D'abord, ce n'est pas un rêve. C'est un projet politique qui consiste à donner à une nation de langue française, distincte en Amérique, tous les pouvoirs que la souveraineté confère aujourd'hui à un peuple. Je n'en rêve jamais la nuit. J'ai seulement la conviction que la souveraineté est nécessaire: pour accroître la liberté politique des Québécois, pour amener les Québécois à être pleinement responsables d'eux-mêmes, les uns des autres et du reste du monde, pour rendre plus efficaces notre solidarité et nos institutions démocratiques. Il faudrait écrire un livre là-dessus, tiens.
Ensuite, il n'y a rien de nostalgique à vouloir la souveraineté du Québec, une idée moderne et puissante qui reste d'actualité. Depuis 50 ans, 40 nouveaux pays sont nés dans le monde. Le grand sociologue Anthony Giddens rappelait d'ailleurs cet été dans une entrevue au Devoir que, dans les faits, notre époque est celle du triomphe de l'État-nation, qui n'a plus de concurrent, les cités-États et les empires ayant complètement disparu. En dépit de l'interdépendance et de la mondialisation, ce sont les pays qui mènent le monde dans les instances comme l'OMC ou l'ONU. Et l'appartenance nationale demeure l'un des principaux éléments, sinon le principal, à fonder la légitimité des États et des gouvernements.

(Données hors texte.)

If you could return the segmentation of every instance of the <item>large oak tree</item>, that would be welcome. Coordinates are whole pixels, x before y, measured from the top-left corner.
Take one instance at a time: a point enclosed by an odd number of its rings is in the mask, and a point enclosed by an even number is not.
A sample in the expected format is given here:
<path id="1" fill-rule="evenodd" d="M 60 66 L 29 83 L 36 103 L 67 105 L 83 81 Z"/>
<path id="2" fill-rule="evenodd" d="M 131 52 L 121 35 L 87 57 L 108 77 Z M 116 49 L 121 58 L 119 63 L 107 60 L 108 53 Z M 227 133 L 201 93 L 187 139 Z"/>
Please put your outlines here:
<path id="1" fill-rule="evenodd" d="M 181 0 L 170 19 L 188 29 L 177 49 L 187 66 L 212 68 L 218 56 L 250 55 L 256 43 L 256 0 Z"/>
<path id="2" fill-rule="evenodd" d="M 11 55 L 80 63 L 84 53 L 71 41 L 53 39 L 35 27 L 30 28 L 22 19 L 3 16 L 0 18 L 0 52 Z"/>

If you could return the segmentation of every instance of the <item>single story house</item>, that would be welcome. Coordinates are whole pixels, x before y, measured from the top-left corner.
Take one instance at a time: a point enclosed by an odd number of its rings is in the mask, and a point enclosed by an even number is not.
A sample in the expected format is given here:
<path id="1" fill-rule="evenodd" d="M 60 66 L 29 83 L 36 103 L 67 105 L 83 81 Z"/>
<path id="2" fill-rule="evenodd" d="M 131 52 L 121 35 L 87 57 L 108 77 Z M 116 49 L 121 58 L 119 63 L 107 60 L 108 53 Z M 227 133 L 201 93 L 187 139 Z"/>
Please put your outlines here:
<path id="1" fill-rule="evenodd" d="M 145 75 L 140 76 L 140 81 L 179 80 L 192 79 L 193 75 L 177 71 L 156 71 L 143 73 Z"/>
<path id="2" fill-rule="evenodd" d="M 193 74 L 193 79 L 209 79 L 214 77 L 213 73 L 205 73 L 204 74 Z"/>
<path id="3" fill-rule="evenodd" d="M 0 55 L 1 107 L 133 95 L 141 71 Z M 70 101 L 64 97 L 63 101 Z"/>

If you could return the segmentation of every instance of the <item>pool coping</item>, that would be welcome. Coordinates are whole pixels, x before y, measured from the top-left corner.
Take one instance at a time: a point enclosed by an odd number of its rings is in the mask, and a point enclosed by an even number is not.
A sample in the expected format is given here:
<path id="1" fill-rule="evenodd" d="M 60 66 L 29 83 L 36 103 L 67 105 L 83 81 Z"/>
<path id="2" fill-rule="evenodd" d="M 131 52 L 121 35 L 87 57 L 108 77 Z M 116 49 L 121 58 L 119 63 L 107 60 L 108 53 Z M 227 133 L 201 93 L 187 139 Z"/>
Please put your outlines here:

L'exemple du renouveau du Parti communiste italien est impertinent. Les Italiens n'avaient guère le choix d'abandonner le principe de la dictature du prolétariat. Le «rêve» d'instaurer le communisme en Occident s'était évanoui déjà avant et s'est définitivement écroulé avec la chute du Mur de Berlin et le démantèlement de l'URSS. Par contre, il n'y a aucune raison d'abandonner l'idée de la souveraineté du Québec à une époque où la souveraineté des États définit toujours le système international et l'espace démocratique.

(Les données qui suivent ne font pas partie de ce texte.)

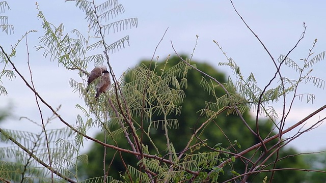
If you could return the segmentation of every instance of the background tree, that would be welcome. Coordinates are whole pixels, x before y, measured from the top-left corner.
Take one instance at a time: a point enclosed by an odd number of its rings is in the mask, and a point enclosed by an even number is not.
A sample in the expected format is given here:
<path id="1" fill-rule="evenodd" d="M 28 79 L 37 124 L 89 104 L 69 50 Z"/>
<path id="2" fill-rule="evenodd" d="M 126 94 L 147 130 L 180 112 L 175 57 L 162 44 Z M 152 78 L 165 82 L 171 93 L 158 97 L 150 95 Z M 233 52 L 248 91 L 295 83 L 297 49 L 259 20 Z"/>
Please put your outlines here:
<path id="1" fill-rule="evenodd" d="M 186 56 L 183 55 L 182 57 L 186 59 Z M 151 66 L 150 70 L 157 73 L 159 75 L 161 74 L 161 70 L 170 68 L 179 63 L 180 59 L 178 56 L 174 56 L 169 58 L 168 60 L 160 62 L 153 63 L 150 60 L 143 60 L 140 65 L 145 65 L 147 67 Z M 196 65 L 196 67 L 201 71 L 204 72 L 211 76 L 222 83 L 225 83 L 227 79 L 225 75 L 219 72 L 214 68 L 212 66 L 208 64 L 193 60 L 193 64 Z M 172 128 L 169 130 L 169 137 L 171 142 L 173 144 L 176 152 L 181 152 L 188 142 L 188 137 L 194 133 L 194 131 L 197 129 L 207 118 L 201 115 L 201 111 L 205 108 L 205 101 L 210 102 L 214 100 L 211 94 L 209 94 L 201 86 L 202 82 L 201 74 L 194 70 L 189 70 L 187 73 L 186 88 L 184 88 L 185 98 L 183 102 L 180 104 L 182 107 L 180 114 L 171 114 L 168 118 L 177 119 L 178 121 L 178 126 L 176 128 Z M 128 77 L 128 73 L 126 77 L 126 82 L 129 83 L 132 81 L 131 77 Z M 179 78 L 179 82 L 181 79 Z M 217 88 L 215 95 L 219 97 L 222 97 L 225 94 L 221 88 Z M 249 111 L 246 111 L 243 114 L 248 124 L 252 127 L 254 127 L 255 123 L 252 117 L 250 115 Z M 162 118 L 162 115 L 153 115 L 153 120 L 160 120 Z M 140 121 L 139 117 L 133 116 L 133 118 L 137 121 Z M 273 129 L 273 123 L 270 121 L 263 120 L 259 122 L 261 130 L 261 135 L 263 137 L 267 136 Z M 145 121 L 143 125 L 145 129 L 148 127 L 149 122 Z M 112 130 L 116 130 L 117 127 L 112 127 Z M 207 145 L 213 147 L 216 144 L 219 146 L 229 147 L 228 149 L 236 153 L 241 149 L 248 148 L 259 142 L 259 139 L 251 135 L 250 132 L 248 129 L 243 128 L 242 122 L 238 118 L 238 116 L 234 114 L 227 115 L 227 112 L 224 112 L 219 115 L 216 120 L 212 121 L 207 125 L 205 130 L 199 135 L 201 139 L 208 139 Z M 151 140 L 155 142 L 156 148 L 158 149 L 164 149 L 159 151 L 159 156 L 164 157 L 167 155 L 167 152 L 165 150 L 166 148 L 166 140 L 165 137 L 165 132 L 161 127 L 152 127 L 151 128 Z M 273 133 L 273 135 L 275 133 Z M 140 136 L 141 134 L 139 134 Z M 103 139 L 103 134 L 101 133 L 97 135 L 96 138 Z M 198 139 L 194 139 L 192 145 L 199 141 Z M 123 138 L 117 140 L 116 143 L 119 146 L 123 148 L 128 148 L 127 142 Z M 144 144 L 148 145 L 148 149 L 151 154 L 156 154 L 154 147 L 151 145 L 149 139 L 146 138 L 143 139 Z M 196 148 L 194 150 L 196 150 Z M 201 152 L 209 151 L 209 148 L 203 148 L 200 150 Z M 98 166 L 103 161 L 103 147 L 99 144 L 94 143 L 87 153 L 89 155 L 89 164 L 84 164 L 80 167 L 80 171 L 82 171 L 83 175 L 87 175 L 89 177 L 94 177 L 101 176 L 102 168 Z M 287 156 L 297 154 L 297 152 L 292 149 L 284 149 L 281 151 L 281 157 L 285 157 Z M 106 161 L 107 164 L 112 164 L 108 175 L 115 178 L 120 179 L 120 173 L 124 174 L 125 171 L 121 158 L 117 155 L 118 152 L 113 149 L 107 149 Z M 252 154 L 249 155 L 252 156 Z M 135 166 L 138 161 L 134 157 L 126 154 L 122 154 L 125 163 Z M 269 161 L 268 163 L 271 163 Z M 286 158 L 280 162 L 277 165 L 279 168 L 285 168 L 291 165 L 292 167 L 308 168 L 309 167 L 304 163 L 301 157 L 295 156 Z M 270 166 L 269 168 L 273 167 Z M 242 162 L 239 160 L 236 161 L 232 167 L 227 167 L 224 169 L 226 175 L 220 175 L 220 181 L 223 181 L 227 179 L 230 176 L 231 170 L 234 170 L 237 172 L 241 172 L 245 169 Z M 251 178 L 262 180 L 265 176 L 270 176 L 271 173 L 260 173 L 253 176 Z M 293 171 L 285 171 L 277 172 L 274 177 L 275 182 L 304 182 L 306 180 L 304 178 L 304 174 L 301 172 Z"/>
<path id="2" fill-rule="evenodd" d="M 115 157 L 121 159 L 121 164 L 126 170 L 122 178 L 126 182 L 199 182 L 225 180 L 224 182 L 246 182 L 257 179 L 260 181 L 262 179 L 262 177 L 259 177 L 261 175 L 267 175 L 266 179 L 264 178 L 265 181 L 268 179 L 272 182 L 279 181 L 277 175 L 280 171 L 284 171 L 281 172 L 287 175 L 296 173 L 293 171 L 326 173 L 322 170 L 307 170 L 300 163 L 287 163 L 285 165 L 287 168 L 282 168 L 283 162 L 288 160 L 300 162 L 295 155 L 291 155 L 295 152 L 287 150 L 286 145 L 318 127 L 325 118 L 302 129 L 307 119 L 323 110 L 326 105 L 295 124 L 289 127 L 285 126 L 294 100 L 305 97 L 309 102 L 314 98 L 312 94 L 298 93 L 297 88 L 303 81 L 317 87 L 324 85 L 324 81 L 311 75 L 311 68 L 322 60 L 325 55 L 324 51 L 317 55 L 312 52 L 316 40 L 309 49 L 307 57 L 300 62 L 297 63 L 288 57 L 304 38 L 306 28 L 304 23 L 302 37 L 293 48 L 276 60 L 231 1 L 236 13 L 261 43 L 275 67 L 270 80 L 261 88 L 258 87 L 253 74 L 245 79 L 239 67 L 216 41 L 214 42 L 227 60 L 220 65 L 230 68 L 235 76 L 234 81 L 231 77 L 225 79 L 223 75 L 212 70 L 207 70 L 211 72 L 210 73 L 203 71 L 201 69 L 206 69 L 205 67 L 197 67 L 191 58 L 185 59 L 179 56 L 171 44 L 178 56 L 173 58 L 174 61 L 171 63 L 173 64 L 168 64 L 169 59 L 160 65 L 154 62 L 151 62 L 148 67 L 142 64 L 128 71 L 127 76 L 130 80 L 126 82 L 125 76 L 120 79 L 117 78 L 108 53 L 123 47 L 128 42 L 128 38 L 108 44 L 106 35 L 112 31 L 137 26 L 137 19 L 130 18 L 107 23 L 107 20 L 112 20 L 124 11 L 117 1 L 108 1 L 100 5 L 94 1 L 73 1 L 86 13 L 89 24 L 88 35 L 84 36 L 76 29 L 73 30 L 72 34 L 65 34 L 63 24 L 57 26 L 49 22 L 37 4 L 38 17 L 42 20 L 44 35 L 40 38 L 40 45 L 36 48 L 43 52 L 44 57 L 48 56 L 51 61 L 58 62 L 59 66 L 69 72 L 78 73 L 78 78 L 71 79 L 69 83 L 76 95 L 84 100 L 82 104 L 76 105 L 80 114 L 77 115 L 75 123 L 65 120 L 60 115 L 60 106 L 49 105 L 34 87 L 29 54 L 26 76 L 14 64 L 17 45 L 33 31 L 24 35 L 16 44 L 8 49 L 9 52 L 0 46 L 1 64 L 4 65 L 0 79 L 12 78 L 16 74 L 23 82 L 24 86 L 33 93 L 39 111 L 40 121 L 26 119 L 41 130 L 39 133 L 32 133 L 0 128 L 2 140 L 10 145 L 1 149 L 0 158 L 14 157 L 15 161 L 11 163 L 15 166 L 12 167 L 23 168 L 13 171 L 4 166 L 4 170 L 0 171 L 2 181 L 117 182 L 118 180 L 110 175 L 112 171 L 119 170 L 113 168 L 111 161 L 107 163 L 105 161 L 108 157 L 111 160 L 115 160 L 113 158 Z M 26 43 L 28 45 L 27 41 Z M 28 53 L 28 46 L 26 49 Z M 102 64 L 108 67 L 114 84 L 109 91 L 96 100 L 94 97 L 94 87 L 89 93 L 85 89 L 89 74 L 87 70 L 93 65 Z M 297 78 L 288 78 L 284 76 L 280 70 L 284 67 L 296 71 Z M 193 76 L 189 74 L 191 72 L 194 72 L 194 77 L 188 78 Z M 201 76 L 199 83 L 196 75 Z M 197 82 L 190 85 L 189 79 Z M 185 93 L 192 86 L 199 92 L 193 96 Z M 3 92 L 5 91 L 4 88 L 1 88 L 2 94 L 5 94 Z M 209 96 L 204 95 L 207 93 Z M 191 112 L 178 118 L 182 114 L 181 105 L 186 102 L 187 94 L 195 101 L 185 103 L 185 111 Z M 203 97 L 202 101 L 199 101 L 200 97 Z M 276 110 L 269 105 L 280 101 L 282 101 L 283 108 L 281 116 L 278 118 Z M 198 106 L 191 105 L 193 102 L 198 103 Z M 52 113 L 47 119 L 43 116 L 40 104 Z M 256 112 L 256 117 L 250 118 L 249 109 Z M 268 120 L 262 120 L 262 115 Z M 196 120 L 192 124 L 187 124 L 194 119 Z M 47 125 L 53 120 L 62 123 L 66 128 L 49 130 Z M 183 120 L 186 122 L 180 124 Z M 102 141 L 88 135 L 92 128 L 103 131 Z M 283 138 L 284 134 L 294 129 L 297 129 L 296 134 Z M 187 137 L 178 136 L 178 139 L 171 138 L 179 132 L 189 134 Z M 156 137 L 157 139 L 154 138 Z M 162 137 L 164 141 L 160 140 Z M 218 138 L 225 138 L 226 142 Z M 183 139 L 186 139 L 187 142 L 182 142 Z M 86 139 L 103 147 L 104 161 L 97 165 L 102 168 L 100 176 L 84 180 L 86 178 L 80 175 L 77 165 L 87 164 L 93 160 L 89 159 L 87 155 L 80 154 L 80 149 Z M 113 155 L 112 152 L 108 154 L 110 149 L 116 151 Z M 125 154 L 131 155 L 132 157 L 129 159 Z M 4 163 L 2 164 L 7 162 Z M 296 168 L 296 166 L 300 168 Z M 35 171 L 40 173 L 36 176 L 31 173 Z M 294 181 L 296 176 L 291 176 L 288 181 Z"/>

D'ailleurs, le projet de faire du Québec un pays n'appartient pas à «quelques personnes». Nous sommes au bas mot deux millions au Québec à le souhaiter toujours.

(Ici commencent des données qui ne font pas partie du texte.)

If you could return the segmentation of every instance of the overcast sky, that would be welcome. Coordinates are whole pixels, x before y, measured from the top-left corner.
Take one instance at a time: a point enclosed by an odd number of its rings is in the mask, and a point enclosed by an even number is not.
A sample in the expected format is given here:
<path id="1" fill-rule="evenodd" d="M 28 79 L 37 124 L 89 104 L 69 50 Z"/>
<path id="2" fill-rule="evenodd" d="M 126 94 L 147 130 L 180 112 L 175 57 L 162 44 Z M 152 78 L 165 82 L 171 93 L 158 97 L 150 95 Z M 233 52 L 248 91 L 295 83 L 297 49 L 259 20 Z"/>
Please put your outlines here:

Enfin, c'est une erreur de dire que la veine nationaliste péquiste peut s'incarner dans d'autres partis. Le PQ s'appuie certes sur le nationalisme qui a structuré la vie politique québécoise depuis 40 ans et stimulé les réformateurs les plus progressistes. Mais c'est justement pour mieux sortir du nationalisme, aller plus loin, en créant, une fois souverains, une citoyenneté québécoise à part entière. Le nationalisme existe chez les libéraux et chez Mario Dumont, c'est vrai. Un nationalisme qui promet de perpétuer les chicanes fédérales-provinciales, laissant dans la marge les questions sociales chères aux progressistes, et qui risque de nous replonger dans un nouvel hiver de la survivance. Nous n'avons pas besoin de ça.
Michel Venne est directeur de L'annuaire du Québec, chez Fides.